Example 8 An external heat reactor filled with a commercially available Ni catalyst (Ni concentration 14 wt.%, Steam reforming catalyst for natural gas) using a high-order desulfurized purified naphtha obtained in the same manner as in Example 1 as a raw material (1.5 inch pipe diameter), naphtha was subjected to high-temperature steam reforming under the conditions shown in Table 5. As a result, even after 600 hours, no activity deterioration phenomenon such as naphtha slip occurred, and no carbon deposition on the catalyst was observed.

Table 5 Reaction temperature Inlet: 490 ° C. Outlet: 750 ° C. Reaction pressure 8 kg / cm ² · GS / C 2.5 H ₂ / naphtha 0.1 (molar ratio) LHSV 1.0 Catalyst amount 300 cc Example 9 Coke with a sulfur content of 200 ppm Furnace gas, according to the usual method,
First, at a temperature of 380 ° C and a pressure of 8k in the presence of a Ni-Mo-based hydrodesulfurization catalyst
After hydrogenolysis under the conditions of g / cm ² · G and GHSV100, it was brought into contact with a ZnO-based adsorptive desulfurizer to perform primary adsorptive desulfurization. The concentration of sulfur compounds in the obtained primary adsorption desulfurization coke oven gas is about 0.
It was 1 ppm.

On the other hand, sodium carbonate was added as an alkaline substance to a mixed aqueous solution in which copper nitrate and zinc nitrate were dissolved, and the resulting precipitate was washed and filtered.
It was tableted to a size of / 8 inch and fired at about 300 ° C.
Next, 100 cc of the fired body (copper oxide 50%, zinc oxide 50%)
Hydrogen in a high-order desulfurization unit (desulfurization layer length 30 cm) filled with hydrogen
% At a temperature of about 200 ° C through nitrogen gas containing
Primary adsorption desulfurization coke oven gas obtained above 400 liter / hr
, High-order desulfurization was performed under the conditions of a temperature of 250 ° C and a pressure of 8 kg / cm ² · G.

As a result, the sulfur concentration in the purified gas finally obtained was 0.1 ppb or less over 10,000 hours of operation.

[Brief description of the drawings]

FIG. 1 is a flowchart showing an embodiment of the present invention.

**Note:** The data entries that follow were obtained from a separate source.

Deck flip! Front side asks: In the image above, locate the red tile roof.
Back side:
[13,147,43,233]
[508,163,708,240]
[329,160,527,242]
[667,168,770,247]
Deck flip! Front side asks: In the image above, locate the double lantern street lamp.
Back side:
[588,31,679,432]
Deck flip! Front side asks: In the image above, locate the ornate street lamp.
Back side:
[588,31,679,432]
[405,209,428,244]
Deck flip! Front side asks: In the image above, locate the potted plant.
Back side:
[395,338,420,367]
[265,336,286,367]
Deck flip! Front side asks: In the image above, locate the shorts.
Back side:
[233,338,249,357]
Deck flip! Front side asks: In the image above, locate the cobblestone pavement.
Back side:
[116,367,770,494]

FIG. 2 is a flowchart showing another embodiment of the present invention.

FIG. 3 is a flowchart showing still another embodiment of the present invention.

FIG. 4 is a graph showing the effect of the degree of hydrocarbon purification on steam reforming.

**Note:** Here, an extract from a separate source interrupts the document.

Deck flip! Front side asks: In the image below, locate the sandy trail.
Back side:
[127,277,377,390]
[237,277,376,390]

FIG. 5 is a graph showing the effect of hydrocarbon purification on steam reforming.

FIG. 6 is a graph showing the change over time in the amount of carbon deposited during a steam reforming reaction in catalysts having different degrees of sulfur poisoning.

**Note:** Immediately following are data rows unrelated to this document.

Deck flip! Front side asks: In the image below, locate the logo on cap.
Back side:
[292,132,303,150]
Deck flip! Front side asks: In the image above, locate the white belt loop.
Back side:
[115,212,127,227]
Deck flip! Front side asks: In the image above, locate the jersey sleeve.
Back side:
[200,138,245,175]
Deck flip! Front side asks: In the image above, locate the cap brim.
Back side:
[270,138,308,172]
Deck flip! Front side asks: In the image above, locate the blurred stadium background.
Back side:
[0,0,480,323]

FIG. 7 is a graph showing the relationship between S / C (molar number of steam per mole of carbon in hydrocarbon) and the amount of carbon deposited on a catalyst in high-temperature steam reforming.

FIG. 8 is another graph showing the effect of the degree of hydrocarbon purification on steam reforming.

FIG. 9 is yet another graph showing the effect of hydrocarbon purification on steam reforming.

────────────────────────────────────────────────── ─── Continued on the front page (51) Int.Cl. ⁶ Identification code FI C10G 35/04 C10G 35/04 61/06 61/06 (72) Inventor Ritsugu Mori 4-chome, Hirano-cho, Chuo-ku, Osaka-shi, Osaka No. 2 Inside Osaka Gas Co., Ltd. (72) Hiroki Fujita, Inventor 4-1-2 Hirano-cho, Chuo-ku, Osaka-shi, Osaka Prefecture In-house Osaka Gas Co., Ltd. (72) Naoko Fukumura, Hirano-cho, Chuo-ku, Osaka-shi, Osaka Inside Osaka Gas Co., Ltd. (72) Inventor Masamichi Ipponmatsu Inside Osaka Gas Co., Ltd. 4-1-2 Hirano-cho, Chuo-ku, Osaka-shi, Osaka

Claims (3)

(57) [Claims] Claims: 1. A hydrocarbon desulfurizing agent is used to reduce the sulfur content of a hydrocarbon.
A steam reforming method for hydrocarbons, wherein desulfurization is performed to 1 vol.ppb or less, followed by steam reforming. 2. The method for steam reforming hydrocarbon according to claim 1, wherein steam reforming is performed after desulfurizing the sulfur content of the hydrocarbon to 0.1 ppb or less. 3. The carbonization according to claim 1, wherein the steam reforming is carried out under the condition of S / C (molar number of steam per mole of carbon in hydrocarbon) = 0.7 to 3.5. Hydrogen steam reforming method.